Figures from the Office for National Statistics show that chancellor George Osborne's Budget will add 0.26 percentage points to the CPI measure of inflation in 2012/13 (release). Tobacco and alcohol duty increases alone will see inflation rise by 0.2 percentage points, with vehicle excise duty, air passenger duty and VAT making up the remainder.
Data this month showed that CPI currently stands at 2.8 per cent, well in excess of the Bank of England's target of two per cent and inflation is not expected to return back to target for at least three years.
Former Monetary Policy Committee member Andrew Sentance believes that high inflation is denting the UK's recovery:
That was exactly the right policy in the depths of the financial crisis in 2009, but I don’t think it is the right approach now. Tolerating inflation is contributing to the squeeze on consumers, which is one of the main negative factors behind weak growth. Savers have suffered from low interest rates for a prolonged period of time and are also cutting back on their consumption.

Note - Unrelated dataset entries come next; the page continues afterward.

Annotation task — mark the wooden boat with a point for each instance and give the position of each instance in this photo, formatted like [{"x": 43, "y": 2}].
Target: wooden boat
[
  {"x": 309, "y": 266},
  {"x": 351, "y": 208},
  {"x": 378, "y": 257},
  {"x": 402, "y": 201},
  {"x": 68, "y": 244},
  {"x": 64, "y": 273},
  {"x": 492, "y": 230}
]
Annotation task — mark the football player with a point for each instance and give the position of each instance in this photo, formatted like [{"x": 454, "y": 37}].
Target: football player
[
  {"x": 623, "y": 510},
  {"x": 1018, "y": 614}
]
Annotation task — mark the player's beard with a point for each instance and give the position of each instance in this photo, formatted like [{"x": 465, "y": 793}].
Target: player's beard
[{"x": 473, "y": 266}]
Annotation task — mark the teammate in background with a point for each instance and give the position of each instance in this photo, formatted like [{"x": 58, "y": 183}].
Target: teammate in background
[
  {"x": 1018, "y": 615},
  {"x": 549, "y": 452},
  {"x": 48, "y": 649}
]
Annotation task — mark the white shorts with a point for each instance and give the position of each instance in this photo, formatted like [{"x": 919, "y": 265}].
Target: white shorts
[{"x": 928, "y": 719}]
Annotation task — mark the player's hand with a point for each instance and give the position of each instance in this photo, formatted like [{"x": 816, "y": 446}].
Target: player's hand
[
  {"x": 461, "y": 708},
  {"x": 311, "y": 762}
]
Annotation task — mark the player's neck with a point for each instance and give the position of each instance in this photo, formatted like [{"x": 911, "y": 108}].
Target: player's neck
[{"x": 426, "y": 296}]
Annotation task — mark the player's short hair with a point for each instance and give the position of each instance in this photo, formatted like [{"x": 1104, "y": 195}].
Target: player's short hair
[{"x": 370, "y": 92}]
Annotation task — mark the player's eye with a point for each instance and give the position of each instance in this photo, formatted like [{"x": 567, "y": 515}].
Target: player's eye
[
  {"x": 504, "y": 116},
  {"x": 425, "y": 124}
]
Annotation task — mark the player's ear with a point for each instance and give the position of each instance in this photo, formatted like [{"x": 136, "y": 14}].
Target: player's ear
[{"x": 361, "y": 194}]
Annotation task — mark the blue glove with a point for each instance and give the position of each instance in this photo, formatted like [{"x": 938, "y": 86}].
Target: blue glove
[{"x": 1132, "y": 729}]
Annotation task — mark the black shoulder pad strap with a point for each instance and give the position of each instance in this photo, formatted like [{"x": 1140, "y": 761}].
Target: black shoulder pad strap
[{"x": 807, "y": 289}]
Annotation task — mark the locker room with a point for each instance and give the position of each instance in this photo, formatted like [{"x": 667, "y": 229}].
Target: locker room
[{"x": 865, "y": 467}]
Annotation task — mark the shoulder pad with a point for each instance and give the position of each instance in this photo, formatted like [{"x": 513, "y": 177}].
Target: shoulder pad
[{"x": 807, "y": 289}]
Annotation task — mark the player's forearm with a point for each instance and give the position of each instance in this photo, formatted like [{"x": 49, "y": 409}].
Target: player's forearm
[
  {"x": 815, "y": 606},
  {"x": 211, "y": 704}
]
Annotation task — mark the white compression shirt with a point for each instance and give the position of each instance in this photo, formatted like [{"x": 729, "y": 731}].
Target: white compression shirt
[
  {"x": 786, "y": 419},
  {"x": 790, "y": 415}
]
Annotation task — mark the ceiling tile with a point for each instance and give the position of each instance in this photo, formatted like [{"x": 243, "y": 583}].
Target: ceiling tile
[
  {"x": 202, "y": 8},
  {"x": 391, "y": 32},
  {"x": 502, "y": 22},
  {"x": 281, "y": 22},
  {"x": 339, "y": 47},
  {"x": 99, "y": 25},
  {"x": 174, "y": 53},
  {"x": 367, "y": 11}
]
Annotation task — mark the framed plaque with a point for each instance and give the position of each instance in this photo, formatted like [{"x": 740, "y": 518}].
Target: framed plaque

Another concern is the impact of a very low interest rate policy, accompanied by high inflation, on the value of the pound. The official Bank of England view is that a weak pound helps the rebalancing of the UK economy towards exports. But we have seen little evidence of that because UK exports are not price sensitive and the UK doesn’t have lots of spare capacity in exporting industries. Instead, a weak currency squeezes consumers and probably does more harm than good.